According to a recent report from comparison site RateCity looking at home loans, credit cards and deposit accounts, interest rates generally are at 60-year lows.
The report found the average variable home loan rate is currently 5.07% – and if you’re paying a higher rate it could be worth thinking about refinancing to a cheaper loan or lender, so long as the refinancing costs don’t render it unviable.
Fixed rate home loans are, on average, charging less than variable rates. The average 1-year fixed rate is 4.55%, rising to 4.75% for a 3-year fixed term.Bear in mind, these figures are averages. With some shopping around it’s possible to secure an even better deal. HSBC for example recently cut its 3-year fixed rate to 4.05% for new borrowings of $50,000 or more.
Along with lower rates, lenders are becoming more inventive in terms of customer incentives. As a guide, ING DIRECT has introduced a cashback rebate on its offset home loan, giving borrowers a 1% cash rebate on monthly mortgage repayments of up to $3,000. This loan has a variable rate as low as 4.48% depending on the amount you borrow.
Strangely though, while lower rates have delivered big savings on home loans, the same cannot be said of credit cards.
According to RateCity’s figures the average card rate is currently 17.03% – up from 16.91% in January 2015 despite a cut to the official cash rate in February. What’s more, annual card fees have risen from an average of $89.34 in January to $94.46 today. Go figure – and go shop around. There are credit cards with an ongoing rate around 10%.
The picture is fairly grim for deposit accounts with online savers currently returning an average of 2.63%. When you consider the inflation rate is 1.7%, your money could be earning just 0.93% in real terms. Furthermore, interest earnings are fully taxable so after allowing for tax, savings accounts are a lacklustre investment right now.
It’s a similar story with term deposits.
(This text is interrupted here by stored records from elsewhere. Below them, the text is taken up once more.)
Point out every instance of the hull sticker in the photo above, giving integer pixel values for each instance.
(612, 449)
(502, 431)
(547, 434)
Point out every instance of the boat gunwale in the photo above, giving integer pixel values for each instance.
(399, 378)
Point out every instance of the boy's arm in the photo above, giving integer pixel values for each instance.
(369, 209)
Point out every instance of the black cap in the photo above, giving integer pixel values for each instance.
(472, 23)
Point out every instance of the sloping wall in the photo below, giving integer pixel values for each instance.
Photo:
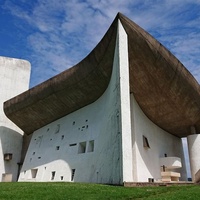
(146, 163)
(14, 79)
(84, 146)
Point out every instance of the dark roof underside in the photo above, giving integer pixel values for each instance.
(166, 92)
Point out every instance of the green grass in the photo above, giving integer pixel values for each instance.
(56, 191)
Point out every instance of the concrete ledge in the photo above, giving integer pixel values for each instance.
(156, 184)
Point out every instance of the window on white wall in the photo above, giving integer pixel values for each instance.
(145, 142)
(90, 146)
(53, 173)
(34, 173)
(73, 174)
(82, 147)
(57, 128)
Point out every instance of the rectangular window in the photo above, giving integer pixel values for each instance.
(57, 147)
(145, 142)
(57, 128)
(73, 174)
(74, 144)
(8, 156)
(34, 173)
(82, 147)
(53, 173)
(90, 146)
The average rate on a 1-year fixed term deposit is 2.91%, and while you can bump this up to 3.28% by opting for a 5-year term I’d recommend thinking carefully about locking your money away for such an extended period for this meagre return.
The bottom line is that in an environment of ultra-low interest rates we need to rethink the best way to use spare cash. If you have an outstanding credit card debt, consider focusing on paying off the balance rather than channeling spare cash into a savings account. You’ll get far greater mileage from reducing interest that you owe on your debts, than from receiving interest that’s owed to you from your savings accounts.
If you’re free from card debt, it can be worth using a chunk of the savings provided by lower home loan repayments to start investing outside the family home.
When rates are high it’s a no-brainer to make extra home loan repayments, but even in today’s low rate environment every extra dollar paid into your loan is money well used. That said, another place to consider putting your money is into Australian shares. The Australian sharemarket has historically delivered average long term returns around double many of today’s home loan rates.
If you are comfortable with the risk involved with growth assets, investing in shares or property, or a managed investment fund could provide the beginnings of a well-rounded portfolio.